RXi Pharmaceuticals won a $600,000 Phase I Advanced Technology SBIR grant from the NIH’s National Institute of Allergy and Infectious Diseases. The funds will be used for preclinical development of RNAi therapeutics based on RXi’s therapeutics platform comprising novel RNAi compounds and delivery technologies.
The firm says the NIAID SBIR grants are awarded to projects that may require more time and money for development than are routinely allowed under the standard SBIR program. It will receive $300,000 per year during 2010 and 2011 for the Phase I stage of the grant and may request up to another $1 million per year for up to three years for the Phase II stage.
RXi is a discovery-stage biopharma developing a pipeline of RNAi molecules known as rxRNAs™. It claims rxRNAs are distinct from traditional siRNAs in that they demonstrate increased nuclease stability, reduced toxicity levels, and are more easily manufactured. Rxi’s platform is being exploited to design a number of different forms of RNAi compounds, including rxRNAori™, rxRNAsolo™, and self-delivering sd-rxRNA™ molecules. The rxRNA technology is being combined with RXi’s suite of delivery technologies to help optimize the delivery of its therapeutic candidates for both tissue-targeted and systemic applications.

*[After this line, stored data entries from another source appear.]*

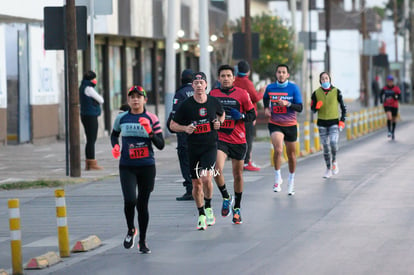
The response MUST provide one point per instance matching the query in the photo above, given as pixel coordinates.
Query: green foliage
(276, 45)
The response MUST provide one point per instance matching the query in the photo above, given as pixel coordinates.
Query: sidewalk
(28, 162)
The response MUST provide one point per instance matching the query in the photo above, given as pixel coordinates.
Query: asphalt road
(360, 221)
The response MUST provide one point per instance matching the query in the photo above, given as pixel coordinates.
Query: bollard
(365, 122)
(361, 123)
(355, 124)
(306, 136)
(272, 152)
(62, 224)
(371, 120)
(349, 127)
(15, 236)
(298, 141)
(316, 139)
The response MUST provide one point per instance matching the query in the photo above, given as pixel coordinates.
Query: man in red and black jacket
(389, 96)
(232, 138)
(242, 81)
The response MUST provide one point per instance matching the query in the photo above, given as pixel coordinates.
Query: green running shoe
(237, 216)
(225, 208)
(201, 224)
(210, 219)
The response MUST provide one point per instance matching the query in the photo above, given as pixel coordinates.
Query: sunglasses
(137, 89)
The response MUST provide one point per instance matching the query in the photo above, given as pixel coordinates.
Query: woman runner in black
(140, 129)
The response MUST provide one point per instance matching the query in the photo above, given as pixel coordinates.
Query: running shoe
(251, 166)
(130, 238)
(291, 187)
(277, 187)
(201, 224)
(210, 218)
(237, 216)
(328, 173)
(225, 208)
(335, 168)
(143, 248)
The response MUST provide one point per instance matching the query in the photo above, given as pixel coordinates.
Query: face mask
(282, 85)
(326, 85)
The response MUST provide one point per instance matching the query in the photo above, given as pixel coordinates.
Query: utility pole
(395, 29)
(169, 60)
(248, 34)
(72, 72)
(364, 58)
(411, 47)
(204, 39)
(305, 92)
(328, 33)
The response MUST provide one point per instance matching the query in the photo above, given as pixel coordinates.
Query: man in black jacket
(185, 91)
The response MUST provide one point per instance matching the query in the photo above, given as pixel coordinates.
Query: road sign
(101, 7)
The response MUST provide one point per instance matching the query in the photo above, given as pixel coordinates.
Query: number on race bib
(202, 128)
(279, 109)
(137, 153)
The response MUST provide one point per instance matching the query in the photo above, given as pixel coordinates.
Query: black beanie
(89, 75)
(243, 67)
(187, 76)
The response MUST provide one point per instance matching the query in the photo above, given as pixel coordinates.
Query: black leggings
(249, 139)
(90, 124)
(144, 178)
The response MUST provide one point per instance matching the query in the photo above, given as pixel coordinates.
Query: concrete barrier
(87, 244)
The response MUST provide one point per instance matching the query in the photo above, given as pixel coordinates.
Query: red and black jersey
(233, 131)
(202, 116)
(389, 96)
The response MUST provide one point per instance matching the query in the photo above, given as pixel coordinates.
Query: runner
(281, 101)
(200, 117)
(242, 81)
(232, 138)
(389, 96)
(325, 101)
(185, 91)
(140, 129)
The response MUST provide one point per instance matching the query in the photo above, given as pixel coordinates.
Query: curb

In June RXi announced that as a result of a strategic review of operations it plans to focus its internal therapeutic efforts on the fields of dermatology and ophthalmology. Programs in antiscarring and retinal disorders are currently in progress. RXi projects having its first antiscarring candidate ready for IND submission in 2011, the firm states.

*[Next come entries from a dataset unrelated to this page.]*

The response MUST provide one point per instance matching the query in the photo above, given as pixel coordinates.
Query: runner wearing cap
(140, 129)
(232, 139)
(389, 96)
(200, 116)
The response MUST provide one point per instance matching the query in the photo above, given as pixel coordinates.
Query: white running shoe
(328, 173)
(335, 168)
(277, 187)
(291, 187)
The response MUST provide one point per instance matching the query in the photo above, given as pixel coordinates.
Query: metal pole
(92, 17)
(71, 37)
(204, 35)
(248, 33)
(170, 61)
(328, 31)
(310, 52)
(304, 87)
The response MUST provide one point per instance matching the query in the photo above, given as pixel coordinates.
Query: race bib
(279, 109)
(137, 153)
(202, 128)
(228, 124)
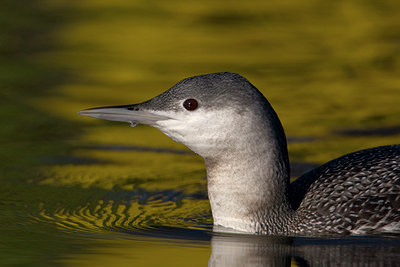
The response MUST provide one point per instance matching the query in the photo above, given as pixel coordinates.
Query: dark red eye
(190, 104)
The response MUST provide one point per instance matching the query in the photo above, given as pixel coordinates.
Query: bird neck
(248, 184)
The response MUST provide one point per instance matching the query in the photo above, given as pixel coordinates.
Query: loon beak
(127, 113)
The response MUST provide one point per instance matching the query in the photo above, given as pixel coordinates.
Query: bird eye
(190, 104)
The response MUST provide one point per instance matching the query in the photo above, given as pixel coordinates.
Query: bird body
(226, 120)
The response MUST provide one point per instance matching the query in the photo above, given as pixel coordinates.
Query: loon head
(211, 114)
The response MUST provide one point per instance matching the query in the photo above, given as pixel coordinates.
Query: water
(78, 191)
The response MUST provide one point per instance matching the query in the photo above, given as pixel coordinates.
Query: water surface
(82, 192)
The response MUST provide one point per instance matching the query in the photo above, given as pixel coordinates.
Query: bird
(226, 120)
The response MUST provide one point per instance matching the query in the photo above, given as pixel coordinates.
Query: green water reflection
(69, 192)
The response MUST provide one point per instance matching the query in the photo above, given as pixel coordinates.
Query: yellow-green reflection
(324, 66)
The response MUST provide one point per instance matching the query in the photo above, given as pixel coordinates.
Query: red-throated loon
(226, 120)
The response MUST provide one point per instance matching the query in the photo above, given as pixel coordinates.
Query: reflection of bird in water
(246, 250)
(227, 121)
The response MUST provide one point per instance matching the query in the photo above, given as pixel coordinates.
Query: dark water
(78, 192)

The company in addition aims to evaluate and carry out early development of therapeutic rxRNA candidates in fields including neurology and oncology and then seek partners for further development. In the CNS field RXi is looking at the potential to exploit its self-delivering sd-rxRNA’s for the treatment of severe CNS or spinal cord diseases. Cancer therapeutics research will be focused on liver metastases and hepatocellular carcinoma, using systemic delivery of sd-rxRNA or rxRNA compounds in combination with delivery vehicles.